言ったアーサーに、ディオネが数度瞳を瞬いた。
「え? あの、アーサー?」
「だからこそです。大切な御身体に何かあったらどうなさるおつもりだったのでしょう。この宮で厳重に守られていたとしても危険だというのに、自ら他国に、それも一月も滞在するだなんて……ご自覚に欠けるのではありませんか」
視線を落としたままそう応じたミスティに、アーサーはなるほど、と頷く。
「ようするに、こいつが自ら出向いたってのに、よりにもよってこの俺をつかまえてきたことが不満なんだな? 国の中にだって、いくらだって相手になる男はいるのに」
「なっ……」
「やきもちは可愛くないぞ、お嬢ちゃん」
言って笑うと、ミスティはぱっと顔を上げ、大きく目を見開いてわなわなと肩を震わせて。
「誰が、お嬢ちゃんだ!!」
可愛らしい顔を懸命に怒りの形相に仕立て上げて叫ばれ、アーサーは呆然とそのまま走り去ってしまったミスティの後ろ姿を眺める。
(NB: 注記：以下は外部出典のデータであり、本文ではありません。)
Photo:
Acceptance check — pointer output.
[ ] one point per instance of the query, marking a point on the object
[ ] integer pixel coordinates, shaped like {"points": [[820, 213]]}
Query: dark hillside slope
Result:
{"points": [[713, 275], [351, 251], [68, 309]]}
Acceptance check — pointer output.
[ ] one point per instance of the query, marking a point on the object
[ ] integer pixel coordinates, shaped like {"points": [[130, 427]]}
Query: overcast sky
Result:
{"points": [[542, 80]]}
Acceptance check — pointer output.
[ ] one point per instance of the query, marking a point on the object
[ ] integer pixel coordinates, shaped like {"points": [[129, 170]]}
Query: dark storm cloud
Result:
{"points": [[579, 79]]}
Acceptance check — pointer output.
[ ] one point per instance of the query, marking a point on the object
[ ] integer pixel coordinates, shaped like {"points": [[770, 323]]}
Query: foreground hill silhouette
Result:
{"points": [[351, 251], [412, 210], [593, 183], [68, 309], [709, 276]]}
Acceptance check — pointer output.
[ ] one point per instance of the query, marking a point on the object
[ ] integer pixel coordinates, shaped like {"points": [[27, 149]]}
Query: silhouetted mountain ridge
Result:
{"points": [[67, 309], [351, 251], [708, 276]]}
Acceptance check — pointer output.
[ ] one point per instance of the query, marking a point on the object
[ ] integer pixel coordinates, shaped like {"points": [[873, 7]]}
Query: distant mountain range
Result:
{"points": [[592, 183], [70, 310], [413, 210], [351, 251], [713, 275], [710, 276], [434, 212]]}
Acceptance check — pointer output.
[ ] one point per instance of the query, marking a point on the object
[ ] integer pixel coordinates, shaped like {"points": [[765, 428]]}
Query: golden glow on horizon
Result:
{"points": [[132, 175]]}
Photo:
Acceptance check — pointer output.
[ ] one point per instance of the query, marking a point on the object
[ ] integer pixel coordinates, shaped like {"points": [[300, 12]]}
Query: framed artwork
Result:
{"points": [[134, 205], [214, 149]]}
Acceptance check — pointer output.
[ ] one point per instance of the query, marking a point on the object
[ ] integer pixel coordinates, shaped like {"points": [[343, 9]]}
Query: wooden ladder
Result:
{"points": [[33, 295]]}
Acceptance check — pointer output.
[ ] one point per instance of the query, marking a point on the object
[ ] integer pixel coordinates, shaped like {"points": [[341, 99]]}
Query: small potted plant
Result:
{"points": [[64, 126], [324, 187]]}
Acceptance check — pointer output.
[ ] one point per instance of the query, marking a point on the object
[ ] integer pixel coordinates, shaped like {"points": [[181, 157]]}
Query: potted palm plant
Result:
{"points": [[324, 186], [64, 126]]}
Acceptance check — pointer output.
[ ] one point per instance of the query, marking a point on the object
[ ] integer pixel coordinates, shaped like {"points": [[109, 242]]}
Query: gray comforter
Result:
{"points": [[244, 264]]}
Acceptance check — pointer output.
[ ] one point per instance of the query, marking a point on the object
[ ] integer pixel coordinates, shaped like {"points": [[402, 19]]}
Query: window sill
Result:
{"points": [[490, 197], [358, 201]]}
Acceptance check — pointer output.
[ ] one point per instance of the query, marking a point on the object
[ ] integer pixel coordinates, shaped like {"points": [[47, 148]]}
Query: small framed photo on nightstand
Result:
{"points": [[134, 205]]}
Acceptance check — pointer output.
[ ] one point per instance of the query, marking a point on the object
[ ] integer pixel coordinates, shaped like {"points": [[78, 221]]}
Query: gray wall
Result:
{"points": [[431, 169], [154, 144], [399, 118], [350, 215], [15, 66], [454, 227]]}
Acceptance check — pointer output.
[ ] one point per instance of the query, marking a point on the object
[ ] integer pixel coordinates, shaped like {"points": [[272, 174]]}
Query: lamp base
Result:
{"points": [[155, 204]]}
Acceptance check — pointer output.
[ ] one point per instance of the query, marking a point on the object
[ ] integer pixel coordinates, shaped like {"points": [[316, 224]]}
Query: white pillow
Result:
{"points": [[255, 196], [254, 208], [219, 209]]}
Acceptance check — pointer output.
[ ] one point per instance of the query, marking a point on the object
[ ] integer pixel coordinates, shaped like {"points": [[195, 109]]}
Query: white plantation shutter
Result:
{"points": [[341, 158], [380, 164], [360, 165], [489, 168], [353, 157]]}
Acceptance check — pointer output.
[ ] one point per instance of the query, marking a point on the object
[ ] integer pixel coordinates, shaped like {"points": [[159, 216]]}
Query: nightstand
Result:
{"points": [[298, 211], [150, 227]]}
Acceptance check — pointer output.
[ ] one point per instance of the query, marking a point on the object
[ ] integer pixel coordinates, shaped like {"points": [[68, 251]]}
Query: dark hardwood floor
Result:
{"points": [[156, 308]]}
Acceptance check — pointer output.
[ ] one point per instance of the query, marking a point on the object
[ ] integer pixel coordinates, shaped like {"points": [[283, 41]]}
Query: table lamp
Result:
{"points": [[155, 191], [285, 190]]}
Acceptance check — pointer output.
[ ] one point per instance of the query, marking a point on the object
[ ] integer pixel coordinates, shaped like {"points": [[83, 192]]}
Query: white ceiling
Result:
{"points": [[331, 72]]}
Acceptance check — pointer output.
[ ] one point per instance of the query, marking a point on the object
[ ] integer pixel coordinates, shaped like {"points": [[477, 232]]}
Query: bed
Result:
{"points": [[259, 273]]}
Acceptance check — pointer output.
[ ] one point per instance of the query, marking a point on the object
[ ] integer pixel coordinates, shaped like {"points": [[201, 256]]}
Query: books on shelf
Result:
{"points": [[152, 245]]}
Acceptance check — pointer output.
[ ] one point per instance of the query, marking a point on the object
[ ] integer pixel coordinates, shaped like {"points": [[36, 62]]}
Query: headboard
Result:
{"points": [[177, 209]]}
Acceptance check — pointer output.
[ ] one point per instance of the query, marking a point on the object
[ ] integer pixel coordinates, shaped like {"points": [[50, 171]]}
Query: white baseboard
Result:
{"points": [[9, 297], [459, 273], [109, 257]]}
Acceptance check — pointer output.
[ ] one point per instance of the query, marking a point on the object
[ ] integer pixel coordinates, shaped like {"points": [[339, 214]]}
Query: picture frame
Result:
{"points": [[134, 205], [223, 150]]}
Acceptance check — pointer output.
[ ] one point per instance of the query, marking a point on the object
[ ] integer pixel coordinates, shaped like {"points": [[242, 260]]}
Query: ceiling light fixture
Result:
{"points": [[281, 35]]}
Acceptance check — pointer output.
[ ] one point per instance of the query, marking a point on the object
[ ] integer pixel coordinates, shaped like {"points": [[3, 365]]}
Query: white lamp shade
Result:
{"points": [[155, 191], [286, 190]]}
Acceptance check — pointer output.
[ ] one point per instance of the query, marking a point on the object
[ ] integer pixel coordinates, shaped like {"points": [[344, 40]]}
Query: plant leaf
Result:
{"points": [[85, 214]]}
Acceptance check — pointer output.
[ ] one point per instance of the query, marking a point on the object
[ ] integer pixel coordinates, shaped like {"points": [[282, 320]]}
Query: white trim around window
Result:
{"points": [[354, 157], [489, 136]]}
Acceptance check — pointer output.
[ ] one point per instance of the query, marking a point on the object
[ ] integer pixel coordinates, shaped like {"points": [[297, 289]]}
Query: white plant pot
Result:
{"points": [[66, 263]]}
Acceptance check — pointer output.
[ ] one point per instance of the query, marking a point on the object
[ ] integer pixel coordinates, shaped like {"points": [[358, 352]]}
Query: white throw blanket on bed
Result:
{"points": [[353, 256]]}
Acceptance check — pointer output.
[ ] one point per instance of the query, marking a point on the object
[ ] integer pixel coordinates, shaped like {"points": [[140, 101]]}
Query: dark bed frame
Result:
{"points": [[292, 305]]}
肩の辺りで跳ねる髪も、肉付きの薄い背中も。全体的に華奢な体も。
「……あれ? 女、じゃないのか」
「アーサー……ミスティは、男の子よ? 間違えるのも無理はないけれど」
ディオネに言われて、首を傾げる。
確かに、女にしては少し声が低かったような気もする。体つきも、全体的に薄くて。
「男……なるほど。それならあの態度にも納得、かな」
「どういうこと?私、一月前に太陽の国へ行く、って挨拶に行ったときもあんなふうで、でもそれより前はすごく仲がよかったのよ? だから不思議で、寂しくて……」
「お前にはきっと分からない。あれくらいの男は一番純粋なんだ」
アーサーにも彼と同じくらいの年齢だった頃があるのだ。ミスティのようだったとは嘘でも言わないが、その心理は分からないこともない。
「新たなるライバルの出現だろうか」
「全然分からないわ」
唇を尖らせて拗ねてしまったディオネの頭を、アーサーは軽く撫でてやる。
「そのうち教えてやるよ。さぁ、ナインもすっかり寝たし、その祭壇とやらを見せてもらって、引き返そうか」
「あら、本当。ミスティが大声を上げたのに、平気なものね」
顔を上げて、彼女が目を瞬く。
アーサーの腕の中には、首筋に縋りつくような姿勢で眠ってしまったナインがいる。
「涎垂らされたらどうしよう」
「仕方ないんじゃなくって? お父さん」
悪戯っぽく微笑んだ彼女の言葉に、アーサーも同じように笑って、ディオネを促す。
短い休息の時間も、残り少なくなっていた。